Understanding Adversary Behavior via XAI: Leveraging Sequence Clustering To Extract Threat Intelligence

A. Nadeem

doi:10.4233/uuid:4a1519ba-3542-4d8f-ab91-2342e8f5bb1a

Understanding Adversary Behavior via XAI: Leveraging Sequence Clustering To Extract Threat Intelligence

A. Nadeem

Algorithmics

Research output: Thesis › Dissertation (TU Delft)

200 Downloads (Pure)

Abstract

Understanding the behavior of cyber adversaries provides threat intelligence to security practitioners, and improves the cyber readiness of an organization. With the rapidly evolving threat landscape, data-driven solutions are becoming essential for automatically extracting behavioral patterns from data that are otherwise too time-consuming to discover manually. This dissertation advocates the use of machine learning (ML) to obtain insights into adversary behavior for creating AI-assisted practitioners.
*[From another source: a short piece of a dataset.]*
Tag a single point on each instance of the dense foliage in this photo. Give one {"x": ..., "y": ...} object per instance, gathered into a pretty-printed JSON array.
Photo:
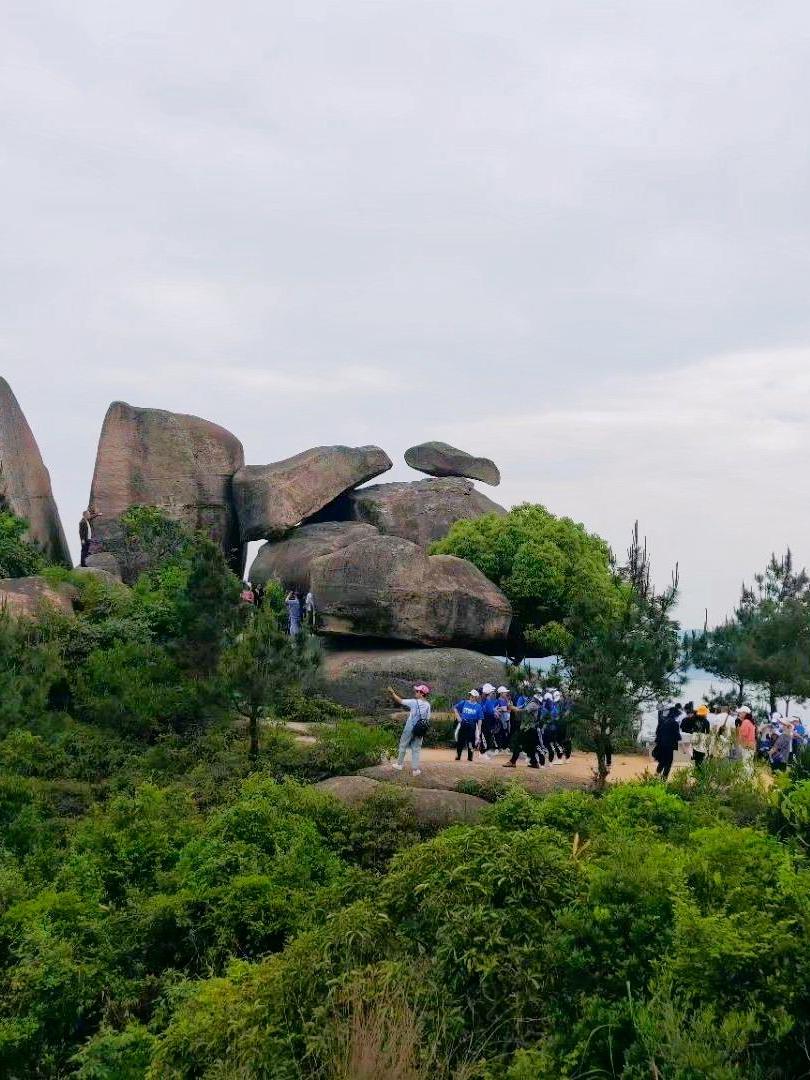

However, developing adversary behavior models is challenging since cyber data is often unlabeled, noisy, infrequent, and contains intricate patterns that evolve over time. We demonstrate that sequential features are effective at addressing these challenges. Yet, they have limited interpretability and algorithmic support.

This dissertation starts by defining the notion of explainability as it is currently used within cybersecurity by systematizing available literature in Chapter 2. We find that the literature frequently relies on black-box models that use off-the-shelf explanation methods without considering the explanation stakeholders. In contrast, literature on sequence learning models that are interpretable by design is severely limited.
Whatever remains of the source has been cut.